Answering these questions on your own will lead you to the following possible conclusions:

  1. (Motivated?). If he is highly motivated he will practice and work hard on his own and does not need regular lessons. He could see someone every few weeks and do just fine. If he needs motivation, better look for a situation where the teacher is really in residence and can keep a regular schedule.
  2. (Competitive?) If your son is not the competitive type, better not to put him in a highly-pressured, competitive school, but rather look for a place where students learn at their own pace. If he is naturally competitive, make sure that where he goes does not over-emphasize the importance of beating out the next guy, but rather is focused on developing the whole musician in a natural way.
  3. (Challenges?) Lack of a specific component of musicianship can be a real hindrance as one enters professional life. If your son needs to develop anything in particular – stronger technique, deeper musicality, better stage presence, tougher nerves – then look for someone most qualified to develop those qualities.
  4. (Love of music?) It’s difficult, some say impossible, to recommend pursuing a career in music to anyone who does not love it so much that they can’t imagine doing anything else. On the other hand, plenty of deserving young musicians have still not experienced that pivotal moment – it can happen in a concert, a lesson, or even at home listening to a recording – that changes their lives and commits them to music forever. So if your son is in search of that moment, we can only recommend putting him in an environment filled with inspiration: a mesmerizing, passionate teacher, and great music and great playing all around him.

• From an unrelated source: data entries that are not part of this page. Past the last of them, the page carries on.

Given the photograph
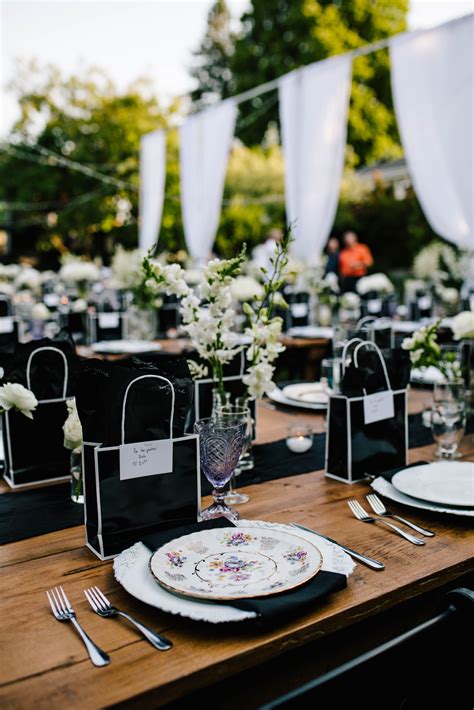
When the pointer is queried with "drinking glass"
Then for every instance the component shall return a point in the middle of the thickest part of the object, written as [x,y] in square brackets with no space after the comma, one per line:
[220,447]
[239,414]
[448,423]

  5. (Well-rounded?). Professional musicians these days are better off, and enjoy life more, if they have received a comprehensive liberal arts education. So if your son is already a reader, speaks some other languages, is interested in history and the visual arts, etc., then he will take care of himself. If not, it might be good to look for a double-degree program or a conservatory that has partnership possibility with a university (like Julliard and Columbia).
  6. (Musical friends?) If your son already has good friends who are inspiring for him, perhaps send him off to a school with them. If not, look for a school with the most high-quality students for him to bond with and learn from. He will learn as much from them as from anyone else.
  7. (Connections?) If you have connections to the music world, use them. Have your son play for the best cellists and other musicians he can find. Hear their recommendations for schools and teachers. If you don’t have those connections, make them somehow, and encourage your son to do it on his own. It’s always flattering, no matter how many concerts you have to play, to have a young, eager musician come up and ask to play for you. It may be impossible for many to squeeze in hearing your son, but they will at least remember him as someone serious with the courage to ask for the best.
  8. (Role models?) This answer ties into the previous one. Your son should try to learn from the greatest musicians in the world, whether he does so in person or through the magic of recorded sound and video. He should never hesitate to ask to play for people and get their advice. If he has some cellist whom he admires above all others, then he should do everything within his power to study with that person.

We hope these suggestions are helpful, and we look forward to hearing your son play someday. We wish him the very best of luck to him with his music.